I should have done this repair earlier: this is a simple font and a simplistic clock face, but it's not nicely simplistic. Looking at the font now, it is disproportionate, e.g., the '6' bulges in weird places.
I thought I can improve the appearance a bit.
This is the new clock face. It's simply printed on two sheets of A4 paper joined in the middle. It needed to be joined because the clock face is 248mm in diameter and A4 is only 210mm wide, and I have no A3 printer. The joint came out almost invisible, so this is good.
The new clock face is loosely based on several watches: the Nomos Glashütte Tangente, with some influence from the Welly Merck Defender Roma S, the IWC Portugieser IW371446 and the Laco Classic Halle. And about a hundred other watches. I won't put pictures here to avoid copyright infringement, so just use an image search.
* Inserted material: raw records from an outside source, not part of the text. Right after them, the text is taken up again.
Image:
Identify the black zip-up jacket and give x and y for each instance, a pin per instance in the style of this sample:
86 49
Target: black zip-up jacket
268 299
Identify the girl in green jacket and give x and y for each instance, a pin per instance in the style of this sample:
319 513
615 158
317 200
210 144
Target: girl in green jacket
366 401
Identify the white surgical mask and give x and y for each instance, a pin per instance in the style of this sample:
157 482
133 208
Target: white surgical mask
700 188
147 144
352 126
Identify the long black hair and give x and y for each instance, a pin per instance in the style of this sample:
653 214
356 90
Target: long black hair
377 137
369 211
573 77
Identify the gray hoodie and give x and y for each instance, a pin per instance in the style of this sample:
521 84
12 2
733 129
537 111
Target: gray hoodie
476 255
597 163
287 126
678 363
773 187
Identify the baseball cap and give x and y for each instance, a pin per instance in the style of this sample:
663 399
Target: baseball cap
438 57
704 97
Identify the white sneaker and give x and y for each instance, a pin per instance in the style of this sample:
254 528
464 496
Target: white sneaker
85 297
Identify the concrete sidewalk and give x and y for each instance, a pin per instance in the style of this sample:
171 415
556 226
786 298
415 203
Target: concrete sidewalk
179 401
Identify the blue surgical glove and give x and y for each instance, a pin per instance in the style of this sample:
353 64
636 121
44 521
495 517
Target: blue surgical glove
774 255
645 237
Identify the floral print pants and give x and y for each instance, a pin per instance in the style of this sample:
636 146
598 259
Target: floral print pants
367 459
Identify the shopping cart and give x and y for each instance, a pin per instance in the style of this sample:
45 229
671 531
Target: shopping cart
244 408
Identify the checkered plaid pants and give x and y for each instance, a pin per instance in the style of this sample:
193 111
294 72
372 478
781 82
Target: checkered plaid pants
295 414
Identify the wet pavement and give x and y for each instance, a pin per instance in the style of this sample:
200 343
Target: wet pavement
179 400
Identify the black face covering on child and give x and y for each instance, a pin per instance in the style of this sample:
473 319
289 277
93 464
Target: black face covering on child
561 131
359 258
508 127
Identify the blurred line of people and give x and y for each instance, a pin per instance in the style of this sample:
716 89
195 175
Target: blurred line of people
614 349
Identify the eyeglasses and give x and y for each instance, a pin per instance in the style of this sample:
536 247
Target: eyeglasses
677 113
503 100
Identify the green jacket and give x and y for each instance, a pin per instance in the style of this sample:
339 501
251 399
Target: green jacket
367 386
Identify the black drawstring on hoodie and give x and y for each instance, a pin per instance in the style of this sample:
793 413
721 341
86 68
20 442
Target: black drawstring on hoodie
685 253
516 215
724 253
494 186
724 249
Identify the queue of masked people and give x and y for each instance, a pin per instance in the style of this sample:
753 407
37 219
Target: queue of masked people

One thing I noticed was that clocks seem to often have a peculiar shape for the '4' digit: closed, but flat on the top instead of pointed. I compared hundreds of fonts on identifont.com, but found only very few similar '4's. I suppose this is a common font modification for clocks, and it does remind me of grandfather clocks somehow. The font I finally used does not have this feature, though, but uses an open '4' shape.
Most of this project was researching clock faces. I am a fan of simplistic clock faces. And since I was investigating wrist watches anyway, I had an excuse to look at even more clock faces.
A wall clock is not a wrist watch, so the proportions of the digits surely need to be a little different, but I still largely stuck with the condensed fonts of many of the watches to avoid a feeling of alarm clock and train station clock.
For the same esthetic reason, I tilted the digits depending on the hour position instead of leaving them upright.
There are also conflicting feelings: while I do like the Nomos a lot, at the same time it nags me when the digits are at every second hour (12, 2, 4, 6, 8, 10) also on the Welly Merck. Every third hour (12, 3, 6, 9) is OK, but every second hour feels wrong. Also, I really do not like it when digits are replaced by additional displays, like when a calendar or a seconds display replaces a 3 or a 6. Our wall clock has none of these additional displays, so I don't need to worry. As you can see, I decided on digits at each hour.
There are also minutes printed at each five minutes like on the Nomos, the Welly Merck, and the IWC. I used the same font as for the hours to keep the minutes small and condensed, so this looks different from the Nomos. What also nags me is printing '60' at the 12 hour position; there is no second '60' (unless a leap second is inserted). There should be a '0'. And using '05' also feels unnatural and should be a simple '5'.
The result is nice, I think. For a quick repair of our kitchen clock, I think it came out well.
Technically, this project was easy: disassemble, swap the clock face, reassemble. OK, and replace the battery while we're at it.
For drawing the clock face, I used XFig and rendered it with Xelatex so I could include arbitrary TTF fonts.